Once that Driver disrupts the mind, there are two forces at play from an Objective POV: One force that sees a target which would bring that inequity back into balance, and a force that wants to avoid and/or prevent the inequity from coming into balance. For good or bad, that second force is basically okay with the inequity, or the perspective is that it’s not so big of a problem that there is motivation to pursue the Goal.

Compare it to a Steadfast character. It’s not that there is no inequity for an Antagonist, it’s that there’s a POV which is OKAY with the inequity. In Back to the Future, the Steadfast MC perspective describes the dilemma of a situation in which on one hand, one shouldn’t put themselves on the line in order to stave off future rejection. But at the same time, one should choose to be open-minded to realize their full potential.

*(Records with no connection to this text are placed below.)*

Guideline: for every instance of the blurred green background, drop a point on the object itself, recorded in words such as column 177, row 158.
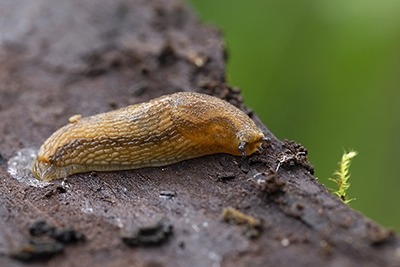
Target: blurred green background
column 327, row 75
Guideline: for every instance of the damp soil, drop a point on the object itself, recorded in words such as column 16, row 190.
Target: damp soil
column 60, row 58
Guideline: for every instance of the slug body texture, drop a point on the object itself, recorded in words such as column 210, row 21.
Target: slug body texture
column 162, row 131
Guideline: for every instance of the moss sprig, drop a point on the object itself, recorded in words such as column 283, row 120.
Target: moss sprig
column 342, row 176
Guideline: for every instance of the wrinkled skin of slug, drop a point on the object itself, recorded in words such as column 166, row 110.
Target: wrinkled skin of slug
column 163, row 131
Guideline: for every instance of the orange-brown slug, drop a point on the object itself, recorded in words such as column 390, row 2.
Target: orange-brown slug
column 163, row 131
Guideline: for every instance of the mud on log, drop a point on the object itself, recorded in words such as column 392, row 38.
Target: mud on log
column 60, row 58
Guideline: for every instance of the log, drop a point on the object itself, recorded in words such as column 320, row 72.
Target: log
column 60, row 58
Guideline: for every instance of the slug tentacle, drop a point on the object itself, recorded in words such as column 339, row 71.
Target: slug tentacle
column 163, row 131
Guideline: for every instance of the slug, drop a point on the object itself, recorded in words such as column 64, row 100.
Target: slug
column 165, row 130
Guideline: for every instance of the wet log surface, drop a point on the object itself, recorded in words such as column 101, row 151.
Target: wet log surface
column 60, row 58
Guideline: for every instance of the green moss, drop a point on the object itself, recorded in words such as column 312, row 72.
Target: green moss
column 342, row 176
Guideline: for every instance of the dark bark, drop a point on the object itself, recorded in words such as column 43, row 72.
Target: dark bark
column 60, row 58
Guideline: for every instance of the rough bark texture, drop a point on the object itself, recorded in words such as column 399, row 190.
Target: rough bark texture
column 60, row 58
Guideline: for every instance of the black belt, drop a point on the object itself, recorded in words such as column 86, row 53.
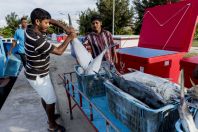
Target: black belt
column 34, row 77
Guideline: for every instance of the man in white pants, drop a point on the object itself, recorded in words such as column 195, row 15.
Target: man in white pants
column 37, row 51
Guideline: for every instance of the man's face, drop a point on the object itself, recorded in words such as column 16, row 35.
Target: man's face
column 96, row 25
column 24, row 23
column 43, row 25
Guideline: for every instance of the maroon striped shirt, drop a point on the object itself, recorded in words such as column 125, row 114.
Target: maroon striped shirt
column 98, row 42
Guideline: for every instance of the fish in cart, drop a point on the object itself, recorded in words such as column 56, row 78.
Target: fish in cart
column 186, row 117
column 154, row 91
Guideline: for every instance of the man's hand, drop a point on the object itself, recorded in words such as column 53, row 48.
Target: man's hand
column 88, row 47
column 71, row 36
column 69, row 30
column 195, row 72
column 9, row 53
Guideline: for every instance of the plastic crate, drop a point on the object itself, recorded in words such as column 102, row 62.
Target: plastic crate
column 12, row 66
column 91, row 85
column 137, row 117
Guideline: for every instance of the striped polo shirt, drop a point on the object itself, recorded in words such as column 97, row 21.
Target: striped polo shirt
column 99, row 42
column 37, row 51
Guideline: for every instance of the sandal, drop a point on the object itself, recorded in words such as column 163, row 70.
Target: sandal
column 59, row 128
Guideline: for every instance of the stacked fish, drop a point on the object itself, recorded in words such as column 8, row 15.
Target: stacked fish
column 154, row 91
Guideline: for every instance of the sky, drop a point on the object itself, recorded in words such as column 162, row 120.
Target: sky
column 57, row 8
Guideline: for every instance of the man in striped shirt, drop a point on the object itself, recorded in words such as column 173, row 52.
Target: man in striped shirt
column 37, row 51
column 99, row 39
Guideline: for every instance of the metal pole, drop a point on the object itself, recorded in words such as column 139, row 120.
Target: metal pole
column 113, row 17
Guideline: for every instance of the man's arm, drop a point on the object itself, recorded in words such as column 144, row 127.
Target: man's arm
column 60, row 49
column 67, row 29
column 114, row 54
column 12, row 46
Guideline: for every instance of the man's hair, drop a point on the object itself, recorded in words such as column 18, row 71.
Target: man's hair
column 39, row 14
column 96, row 17
column 23, row 18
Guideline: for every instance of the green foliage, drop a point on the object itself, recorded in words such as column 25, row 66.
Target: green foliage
column 139, row 8
column 123, row 16
column 85, row 21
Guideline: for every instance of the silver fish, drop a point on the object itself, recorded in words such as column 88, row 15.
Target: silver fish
column 184, row 113
column 148, row 86
column 95, row 64
column 83, row 57
column 139, row 90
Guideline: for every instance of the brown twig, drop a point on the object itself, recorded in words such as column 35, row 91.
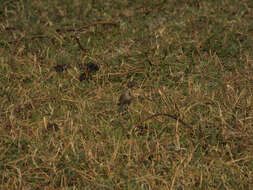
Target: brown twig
column 168, row 115
column 79, row 44
column 86, row 26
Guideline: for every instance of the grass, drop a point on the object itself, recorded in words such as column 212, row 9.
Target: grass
column 189, row 125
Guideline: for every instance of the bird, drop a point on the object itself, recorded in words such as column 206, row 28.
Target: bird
column 125, row 99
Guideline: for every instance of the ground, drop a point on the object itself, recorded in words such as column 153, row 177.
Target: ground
column 64, row 65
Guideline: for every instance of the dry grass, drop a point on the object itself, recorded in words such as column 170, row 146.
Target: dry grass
column 189, row 125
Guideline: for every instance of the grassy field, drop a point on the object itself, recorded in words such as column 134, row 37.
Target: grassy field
column 64, row 65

It’s a bit of a hypocritical place to be coming from… but the subjective stance is that it’s okay to be in that place. Marty represents this perspective in the storytelling, and we see that not only does he live with that duality unmoved, it’s his unchanging source of drive! An opposing POV might influence Marty to realize that he’s a bit of a hypocrite… and it does! From the IC POV… but it only serves as motivation for him to stay the course (not unlike a Protagonist vs. Antagonist).

There’s a great question on Subtext that asks if the MC’s personal issues slow down the plot or not… and in that sense, you can almost see certain MC’s as mini antagonists to their own Protagonist (which in most cases is the same Player).

@jhull’s recent update to The Matrix points out that Neo’s issues slow down the plot. If the Goal is Obtaining, breaking free… and Neo as MC has to balance his self-doubts with his personal truth. Neo as MC almost the dynamic of a mini Antagonist for a while. (Of course the MC is not tied up in the OS, but just using the forces at work as a comparison).

So, I’m not sure it’s so cut and dry in terms of keeping things the status quo… and likely why there’s debate over James Bond and the like.